Uyuni is the gateway to Bolivia’s remote southwest. Active volcanoes, hot springs and a palette of colour-splashed lakes populated by hardy flamingos punctuate surreal landscapes of blindingly bright salt plains and deserts, described by many (including the author) as the most extraordinary in all Bolivia.
The town of Uyuni is best known for its train cemetery, where rusting hulks of steam engines and railway carriages slowly decay – victims of Bolivia’s severe shortage of working track. Not far out of town, the terrain is engulfed by the blinding whiteness of the 12,000 sq km Salar de Uyuni salt flats. Miles and miles of dazzling white nothingness are bizarrely punctuated by two “islands”: sports stadium-sized mounds of rock and earth on which flourish cactuses and a population of stranded viscachas (large Andean rabbits).
To the south of the great Salar, the terrain becomes higher and wilder as the Altiplano meets the Andes: a harsh desert landscape dotted with snow-capped, pink-brown mountains, active volcanoes and isolated, serene lakes. The fiery red Laguna Colorada (4,278m) never fails to astound, its incredible coloration caused by micro-organisms and a high ochre level.

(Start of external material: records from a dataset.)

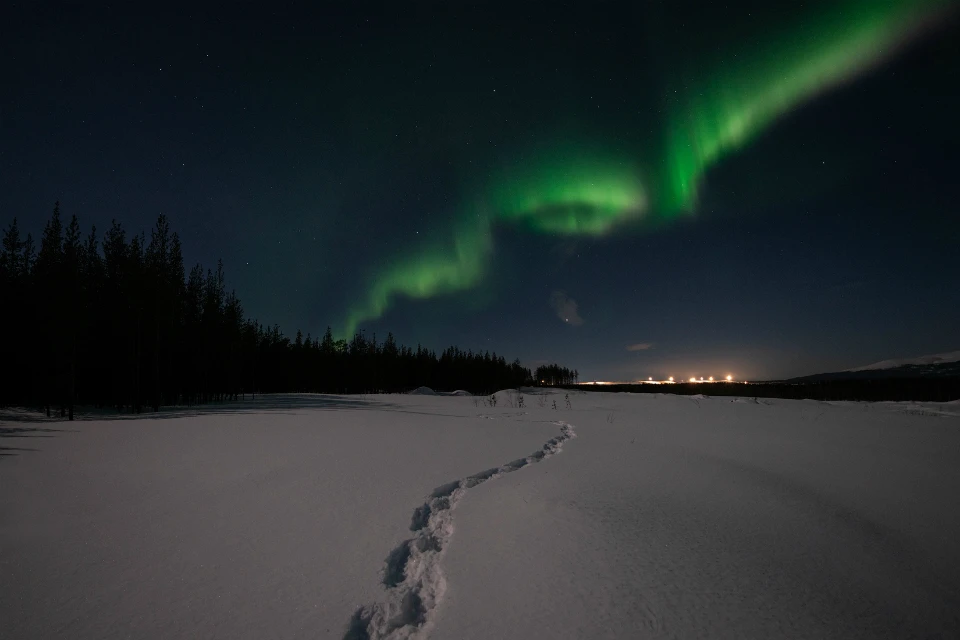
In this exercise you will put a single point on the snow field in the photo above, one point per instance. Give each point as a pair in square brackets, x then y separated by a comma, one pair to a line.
[417, 516]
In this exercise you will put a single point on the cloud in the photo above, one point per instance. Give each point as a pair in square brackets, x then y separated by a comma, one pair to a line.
[565, 308]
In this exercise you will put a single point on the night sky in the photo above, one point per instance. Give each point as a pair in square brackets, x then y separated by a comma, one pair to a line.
[638, 189]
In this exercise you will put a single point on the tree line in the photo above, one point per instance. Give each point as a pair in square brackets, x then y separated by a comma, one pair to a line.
[554, 375]
[118, 322]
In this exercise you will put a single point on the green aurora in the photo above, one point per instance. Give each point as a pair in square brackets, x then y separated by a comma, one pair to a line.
[721, 112]
[733, 103]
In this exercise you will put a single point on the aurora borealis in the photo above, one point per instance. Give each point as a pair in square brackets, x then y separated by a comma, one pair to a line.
[740, 97]
[747, 183]
[718, 113]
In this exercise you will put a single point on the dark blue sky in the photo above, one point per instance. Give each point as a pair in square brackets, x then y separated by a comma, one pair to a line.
[309, 148]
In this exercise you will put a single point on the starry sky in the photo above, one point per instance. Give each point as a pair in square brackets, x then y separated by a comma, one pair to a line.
[632, 189]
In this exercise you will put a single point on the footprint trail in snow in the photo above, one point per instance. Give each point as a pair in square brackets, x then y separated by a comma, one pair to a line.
[412, 576]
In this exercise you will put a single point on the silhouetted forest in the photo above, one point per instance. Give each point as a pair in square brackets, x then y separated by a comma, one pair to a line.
[554, 374]
[118, 322]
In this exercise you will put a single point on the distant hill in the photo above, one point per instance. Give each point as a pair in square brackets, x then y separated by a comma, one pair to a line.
[939, 365]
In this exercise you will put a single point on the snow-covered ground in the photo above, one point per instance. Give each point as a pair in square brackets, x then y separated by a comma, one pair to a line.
[624, 516]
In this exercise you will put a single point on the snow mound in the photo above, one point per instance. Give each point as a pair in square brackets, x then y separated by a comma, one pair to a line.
[423, 391]
[936, 358]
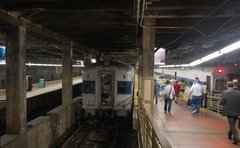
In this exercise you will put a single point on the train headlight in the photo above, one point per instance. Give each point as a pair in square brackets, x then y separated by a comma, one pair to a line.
[90, 103]
[220, 70]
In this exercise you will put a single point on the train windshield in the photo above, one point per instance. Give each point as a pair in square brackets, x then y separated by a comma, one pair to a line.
[106, 89]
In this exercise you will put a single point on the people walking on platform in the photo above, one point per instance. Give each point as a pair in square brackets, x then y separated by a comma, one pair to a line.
[168, 95]
[173, 81]
[156, 89]
[196, 91]
[182, 89]
[231, 109]
[205, 92]
[176, 87]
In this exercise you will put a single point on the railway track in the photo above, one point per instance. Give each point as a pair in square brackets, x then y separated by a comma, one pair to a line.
[99, 133]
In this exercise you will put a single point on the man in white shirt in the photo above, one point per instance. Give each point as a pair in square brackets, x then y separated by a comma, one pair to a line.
[196, 91]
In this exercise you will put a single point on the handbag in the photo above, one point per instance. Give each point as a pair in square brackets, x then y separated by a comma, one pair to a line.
[167, 96]
[239, 123]
[189, 103]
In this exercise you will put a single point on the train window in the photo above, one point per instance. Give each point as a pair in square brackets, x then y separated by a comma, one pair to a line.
[124, 87]
[220, 84]
[106, 89]
[89, 87]
[121, 87]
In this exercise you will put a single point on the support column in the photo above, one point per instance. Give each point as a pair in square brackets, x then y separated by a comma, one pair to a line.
[148, 60]
[16, 121]
[67, 81]
[87, 58]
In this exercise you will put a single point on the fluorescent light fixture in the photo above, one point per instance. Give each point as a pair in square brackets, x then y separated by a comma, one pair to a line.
[194, 63]
[211, 56]
[36, 64]
[231, 47]
[185, 65]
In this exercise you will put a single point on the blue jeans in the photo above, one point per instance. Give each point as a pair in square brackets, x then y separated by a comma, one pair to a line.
[156, 97]
[196, 103]
[233, 131]
[168, 102]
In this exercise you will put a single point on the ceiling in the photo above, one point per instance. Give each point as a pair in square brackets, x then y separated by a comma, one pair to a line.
[188, 29]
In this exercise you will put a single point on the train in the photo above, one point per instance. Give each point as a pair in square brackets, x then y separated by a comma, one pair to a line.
[107, 89]
[216, 77]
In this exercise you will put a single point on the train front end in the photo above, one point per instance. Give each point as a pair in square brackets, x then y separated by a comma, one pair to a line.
[107, 89]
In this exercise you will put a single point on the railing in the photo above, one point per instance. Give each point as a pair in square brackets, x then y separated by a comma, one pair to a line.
[214, 103]
[151, 135]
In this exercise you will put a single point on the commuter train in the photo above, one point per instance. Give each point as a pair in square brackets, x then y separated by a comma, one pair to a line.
[216, 78]
[107, 89]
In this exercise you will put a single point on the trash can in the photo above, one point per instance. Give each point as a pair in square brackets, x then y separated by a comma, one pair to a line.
[42, 83]
[29, 82]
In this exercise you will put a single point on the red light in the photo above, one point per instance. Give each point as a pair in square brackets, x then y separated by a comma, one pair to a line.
[220, 70]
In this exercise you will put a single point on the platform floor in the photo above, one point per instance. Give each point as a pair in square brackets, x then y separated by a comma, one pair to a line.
[186, 130]
[50, 86]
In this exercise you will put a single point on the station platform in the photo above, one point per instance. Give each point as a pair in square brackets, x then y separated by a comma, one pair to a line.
[36, 90]
[186, 130]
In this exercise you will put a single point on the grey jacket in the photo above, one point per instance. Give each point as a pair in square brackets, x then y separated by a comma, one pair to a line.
[231, 102]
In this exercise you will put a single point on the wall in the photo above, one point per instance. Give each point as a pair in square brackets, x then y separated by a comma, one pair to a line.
[45, 131]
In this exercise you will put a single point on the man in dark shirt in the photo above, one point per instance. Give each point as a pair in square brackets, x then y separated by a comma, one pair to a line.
[231, 109]
[156, 89]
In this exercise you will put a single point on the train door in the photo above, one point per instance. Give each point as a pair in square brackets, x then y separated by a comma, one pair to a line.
[235, 78]
[106, 89]
[208, 81]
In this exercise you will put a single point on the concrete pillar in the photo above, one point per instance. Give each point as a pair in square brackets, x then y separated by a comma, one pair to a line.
[67, 75]
[148, 45]
[16, 122]
[87, 58]
[148, 48]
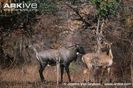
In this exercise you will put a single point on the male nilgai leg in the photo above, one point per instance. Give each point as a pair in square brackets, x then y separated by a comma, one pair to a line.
[42, 67]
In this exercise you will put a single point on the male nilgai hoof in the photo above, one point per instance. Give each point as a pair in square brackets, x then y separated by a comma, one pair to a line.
[43, 81]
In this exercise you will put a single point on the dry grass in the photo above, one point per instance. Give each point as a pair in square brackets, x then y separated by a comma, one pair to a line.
[28, 77]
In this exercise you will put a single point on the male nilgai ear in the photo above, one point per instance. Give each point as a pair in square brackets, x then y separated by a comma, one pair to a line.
[26, 46]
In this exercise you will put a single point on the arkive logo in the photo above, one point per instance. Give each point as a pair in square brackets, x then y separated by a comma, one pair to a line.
[21, 6]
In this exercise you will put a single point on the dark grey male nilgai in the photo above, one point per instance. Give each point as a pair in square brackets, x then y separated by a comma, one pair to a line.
[65, 55]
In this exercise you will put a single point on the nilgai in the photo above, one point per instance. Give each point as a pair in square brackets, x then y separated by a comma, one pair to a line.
[102, 60]
[63, 55]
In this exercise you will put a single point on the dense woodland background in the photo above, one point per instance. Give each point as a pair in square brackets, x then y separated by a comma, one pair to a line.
[58, 23]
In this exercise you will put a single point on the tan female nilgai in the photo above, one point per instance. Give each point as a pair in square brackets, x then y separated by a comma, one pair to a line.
[102, 60]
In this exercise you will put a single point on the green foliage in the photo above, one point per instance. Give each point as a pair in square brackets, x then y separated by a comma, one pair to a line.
[106, 8]
[47, 6]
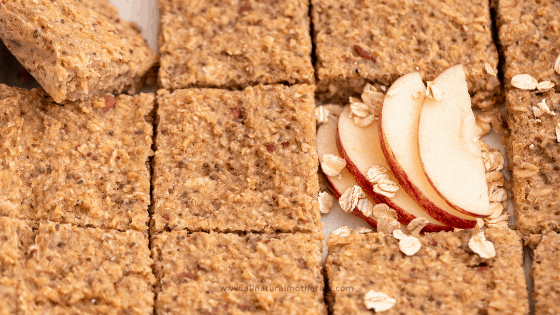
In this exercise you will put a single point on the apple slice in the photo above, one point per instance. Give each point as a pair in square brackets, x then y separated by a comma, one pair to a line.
[326, 144]
[398, 125]
[449, 149]
[361, 149]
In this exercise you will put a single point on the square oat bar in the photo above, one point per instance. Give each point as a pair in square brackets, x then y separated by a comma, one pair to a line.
[215, 273]
[234, 44]
[529, 32]
[444, 277]
[75, 53]
[50, 268]
[546, 275]
[533, 152]
[379, 41]
[83, 163]
[236, 160]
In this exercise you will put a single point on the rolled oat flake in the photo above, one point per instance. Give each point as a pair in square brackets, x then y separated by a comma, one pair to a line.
[378, 301]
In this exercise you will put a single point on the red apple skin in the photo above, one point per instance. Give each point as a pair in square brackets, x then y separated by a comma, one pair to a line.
[433, 210]
[403, 216]
[452, 205]
[356, 211]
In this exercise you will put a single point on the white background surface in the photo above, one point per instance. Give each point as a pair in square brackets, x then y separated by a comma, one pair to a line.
[145, 14]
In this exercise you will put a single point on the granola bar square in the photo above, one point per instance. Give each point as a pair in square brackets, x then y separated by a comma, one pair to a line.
[234, 44]
[360, 42]
[528, 34]
[218, 273]
[83, 163]
[532, 153]
[51, 268]
[444, 277]
[236, 160]
[73, 49]
[546, 274]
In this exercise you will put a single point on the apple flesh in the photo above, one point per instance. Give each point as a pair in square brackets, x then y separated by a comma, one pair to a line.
[361, 148]
[326, 144]
[398, 126]
[449, 149]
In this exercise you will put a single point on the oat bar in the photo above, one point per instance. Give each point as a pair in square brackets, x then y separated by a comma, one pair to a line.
[379, 41]
[234, 44]
[236, 160]
[83, 163]
[528, 33]
[444, 277]
[533, 150]
[50, 268]
[546, 275]
[75, 53]
[214, 273]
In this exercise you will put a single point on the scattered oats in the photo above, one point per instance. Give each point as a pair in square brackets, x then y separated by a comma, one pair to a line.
[557, 64]
[387, 226]
[524, 82]
[332, 165]
[349, 199]
[545, 86]
[321, 114]
[496, 210]
[409, 245]
[500, 225]
[483, 120]
[489, 69]
[416, 225]
[366, 207]
[371, 97]
[481, 246]
[378, 301]
[393, 91]
[493, 160]
[499, 195]
[362, 230]
[434, 91]
[479, 224]
[382, 210]
[341, 231]
[502, 218]
[360, 109]
[326, 202]
[364, 122]
[382, 184]
[541, 109]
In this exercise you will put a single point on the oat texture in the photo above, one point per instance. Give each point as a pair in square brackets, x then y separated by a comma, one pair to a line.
[528, 33]
[74, 52]
[83, 163]
[203, 273]
[379, 41]
[236, 161]
[533, 151]
[234, 44]
[49, 268]
[546, 275]
[443, 277]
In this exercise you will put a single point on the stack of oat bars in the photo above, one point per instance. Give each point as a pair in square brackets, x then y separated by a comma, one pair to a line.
[203, 197]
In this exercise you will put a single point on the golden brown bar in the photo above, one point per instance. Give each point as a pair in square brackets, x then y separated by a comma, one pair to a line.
[236, 161]
[379, 41]
[216, 273]
[234, 44]
[83, 163]
[444, 277]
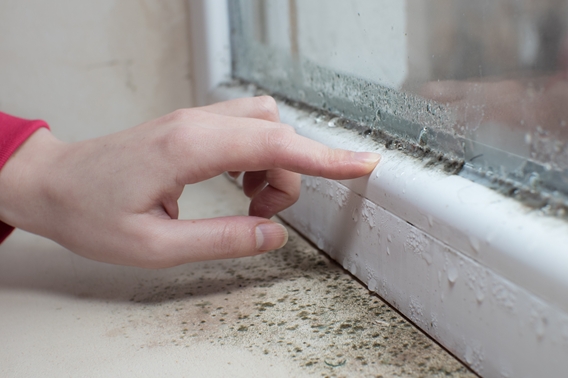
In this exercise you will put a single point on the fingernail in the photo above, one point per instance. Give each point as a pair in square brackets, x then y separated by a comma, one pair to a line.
[270, 236]
[367, 157]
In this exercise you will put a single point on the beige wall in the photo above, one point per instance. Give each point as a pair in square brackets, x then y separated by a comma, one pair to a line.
[93, 67]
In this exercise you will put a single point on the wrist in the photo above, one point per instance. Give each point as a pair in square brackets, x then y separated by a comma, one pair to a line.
[24, 181]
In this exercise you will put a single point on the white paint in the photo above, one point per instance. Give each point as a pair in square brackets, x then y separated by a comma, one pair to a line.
[90, 68]
[211, 48]
[502, 303]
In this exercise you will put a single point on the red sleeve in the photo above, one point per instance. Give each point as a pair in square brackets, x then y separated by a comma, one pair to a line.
[13, 132]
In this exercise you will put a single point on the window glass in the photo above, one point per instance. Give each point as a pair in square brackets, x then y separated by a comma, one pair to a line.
[481, 85]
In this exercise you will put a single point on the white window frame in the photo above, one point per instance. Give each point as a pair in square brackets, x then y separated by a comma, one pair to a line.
[479, 272]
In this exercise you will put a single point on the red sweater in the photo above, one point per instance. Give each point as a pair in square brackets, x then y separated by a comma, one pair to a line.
[13, 132]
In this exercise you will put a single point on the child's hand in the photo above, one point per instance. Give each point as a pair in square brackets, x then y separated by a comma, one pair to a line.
[114, 198]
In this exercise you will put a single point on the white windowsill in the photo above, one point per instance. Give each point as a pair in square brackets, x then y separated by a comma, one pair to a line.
[479, 272]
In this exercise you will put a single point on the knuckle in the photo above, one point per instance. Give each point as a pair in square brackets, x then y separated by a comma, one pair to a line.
[267, 108]
[151, 252]
[279, 140]
[181, 115]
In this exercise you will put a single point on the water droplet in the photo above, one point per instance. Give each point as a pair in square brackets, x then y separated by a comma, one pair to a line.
[353, 269]
[373, 285]
[540, 326]
[423, 137]
[378, 115]
[469, 355]
[332, 122]
[355, 215]
[452, 274]
[534, 180]
[474, 243]
[320, 243]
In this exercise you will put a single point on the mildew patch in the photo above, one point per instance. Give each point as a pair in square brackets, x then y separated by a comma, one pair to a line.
[293, 305]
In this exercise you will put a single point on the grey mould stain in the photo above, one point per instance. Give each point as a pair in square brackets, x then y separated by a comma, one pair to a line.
[295, 305]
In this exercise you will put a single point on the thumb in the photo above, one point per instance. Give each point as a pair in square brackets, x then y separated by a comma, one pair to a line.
[183, 241]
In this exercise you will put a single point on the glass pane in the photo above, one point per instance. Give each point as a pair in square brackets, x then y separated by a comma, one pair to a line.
[481, 84]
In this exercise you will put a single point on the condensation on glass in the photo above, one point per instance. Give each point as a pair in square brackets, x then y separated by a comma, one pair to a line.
[483, 82]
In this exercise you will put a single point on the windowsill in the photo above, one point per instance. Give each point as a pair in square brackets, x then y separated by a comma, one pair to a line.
[479, 272]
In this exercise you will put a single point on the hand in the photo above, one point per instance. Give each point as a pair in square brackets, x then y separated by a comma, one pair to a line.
[114, 199]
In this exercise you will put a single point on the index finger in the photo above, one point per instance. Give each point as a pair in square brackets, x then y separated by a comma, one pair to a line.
[258, 148]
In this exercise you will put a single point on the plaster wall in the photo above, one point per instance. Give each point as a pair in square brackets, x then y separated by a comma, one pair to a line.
[90, 68]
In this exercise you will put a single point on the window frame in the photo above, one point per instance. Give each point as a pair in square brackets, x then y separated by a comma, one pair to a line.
[481, 273]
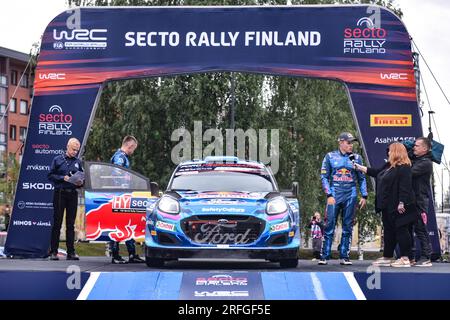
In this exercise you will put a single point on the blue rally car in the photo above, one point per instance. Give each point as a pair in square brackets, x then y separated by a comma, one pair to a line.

More unforgettable still, the otherworldly Laguna Verde sits placidly and romantically at 4,260m, isolated in Bolivia’s southwestern corner, with Volcán Licancábur rising 5,960m behind its turquoise, borax-lined surface.
Above this high altitude wilderness, even a full moon struggles to outshine a night sky as spellbindingly clear and starry as anywhere this side of outer space. Nights can be freezing cold and visitor facilities very basic, but you will never forget the Milky Way and shooting stars.
As you may have heard, lithium, a natural element that is used to generate electric power for all the green cars, cellphones, laptop computers, etc. is present under the Salar de Uyuni in high quantities : 50 to 70% of the world's lithium reserves.